LA FE COMO PROTECCIÓN

June 29, 2019

Leamos Efesios 6:16 “Sobre todo, tomad el escudo de la fe, con que podáis apagar todos los dardos de fuego del maligno.”

 

La fe nos ayuda a ___________________________ los dardos del enemigo.

 

Desde la antigüedad hasta nuestros días, todo soldado que milita, ya sea en el ejército o la policía usa como protección un escudo y una coraza (chaleco antibalas) con el fin de protegerse.

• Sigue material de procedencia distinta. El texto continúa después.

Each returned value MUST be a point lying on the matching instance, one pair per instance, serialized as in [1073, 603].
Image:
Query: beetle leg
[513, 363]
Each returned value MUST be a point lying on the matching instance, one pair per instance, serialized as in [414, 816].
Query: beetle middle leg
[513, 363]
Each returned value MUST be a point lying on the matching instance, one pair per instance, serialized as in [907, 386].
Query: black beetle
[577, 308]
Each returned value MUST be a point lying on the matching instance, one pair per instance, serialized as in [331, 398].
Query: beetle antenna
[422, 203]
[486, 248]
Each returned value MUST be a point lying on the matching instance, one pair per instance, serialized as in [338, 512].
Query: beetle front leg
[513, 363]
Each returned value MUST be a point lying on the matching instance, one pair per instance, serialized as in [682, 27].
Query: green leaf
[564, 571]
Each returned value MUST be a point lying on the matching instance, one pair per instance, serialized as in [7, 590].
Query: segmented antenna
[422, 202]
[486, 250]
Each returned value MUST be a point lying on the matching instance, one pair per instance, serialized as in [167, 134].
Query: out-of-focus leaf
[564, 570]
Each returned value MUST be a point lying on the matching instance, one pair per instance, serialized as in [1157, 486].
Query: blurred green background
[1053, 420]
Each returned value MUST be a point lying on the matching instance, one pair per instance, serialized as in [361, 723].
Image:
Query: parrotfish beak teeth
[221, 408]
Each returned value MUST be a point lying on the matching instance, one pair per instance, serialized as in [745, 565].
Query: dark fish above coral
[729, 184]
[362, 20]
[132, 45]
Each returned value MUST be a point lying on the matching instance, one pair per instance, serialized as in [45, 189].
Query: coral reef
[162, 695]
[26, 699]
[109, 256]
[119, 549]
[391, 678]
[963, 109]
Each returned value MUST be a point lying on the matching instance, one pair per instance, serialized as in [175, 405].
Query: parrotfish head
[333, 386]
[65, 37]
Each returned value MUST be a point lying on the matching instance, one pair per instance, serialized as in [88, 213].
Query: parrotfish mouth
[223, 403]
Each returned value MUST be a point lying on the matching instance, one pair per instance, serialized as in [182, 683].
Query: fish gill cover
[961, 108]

En cuanto al escudo, del cual se hace aquí referencia, este medía 1,25 mt. de alto por 0,75 mt. de ancho y era de forma oblonga (alargada) cubierto con cuero. Era algo así como una “hoja de puerta” que protegía contra los dardos sumergidos en brea o algún material similar y que se encendían antes de ser disparados. Al chocar éstos contra los escudos sus puntas se embotaban (desafilaban) y sus llamas se extinguían. 

 

Como podemos ver, la función del escudo era detener el paso de cualquier dardo – flecha; desafilando y apagando el fuego de ellas, protegiendo de esta manera los órganos más importantes del cuerpo de la persona, especialmente, el corazón, pues un impacto en el o en sus venas y arterias principales, podría matarla en un minuto o dos. Por tanto, es muy importante saber el tiempo y la posición del escudo para ser efectivos al momento de protegerse a si mismo o para poder utilizarlo como estrategia de grupo.   

 

En el plano espiritual sucede exactamente lo mismo. Nuestro enemigo, el diablo, anda como león rugiente buscando a quien devorar. Y en su tarea, se ha equipado de “dardos” “proyectiles” llamados tribulación, angustia, persecución, hambre, mentiras, argumentos, engaños de muerte; listos para usarlos en nuestra contra, con el fin de ahogarnos en el mar de la DUDA.

 

Por ejemplo, el dardo del desánimo tiene como misión principal APAGAR tus momentos ÍNTIMOS con Dios, para llevarte a la esterilidad y muerte. Te intimida, atemoriza y hace que DUDES de TODO y de TODOS, aislándote completamente del grupo, de esta forma te conviertes en presa fácil de sus engaños.  

 

Proverbios 4:23  “Sobre toda cosa que guardes, guarda tu corazón,
porque de él mana la vida.”

 

Con el ladrón no se negocia; si le permites la oportunidad del diálogo, de un pensamiento, un sentimiento negativo; en poco tiempo serás como migajas de pan en su boca. Su principal blanco es tu FE. Al robarte la FE, tu corazón queda al descubierto. 

 

Recuerda el caso de Eva en el Edén, una sola conversación con el enemigo, cambió el curso de la humanidad entera.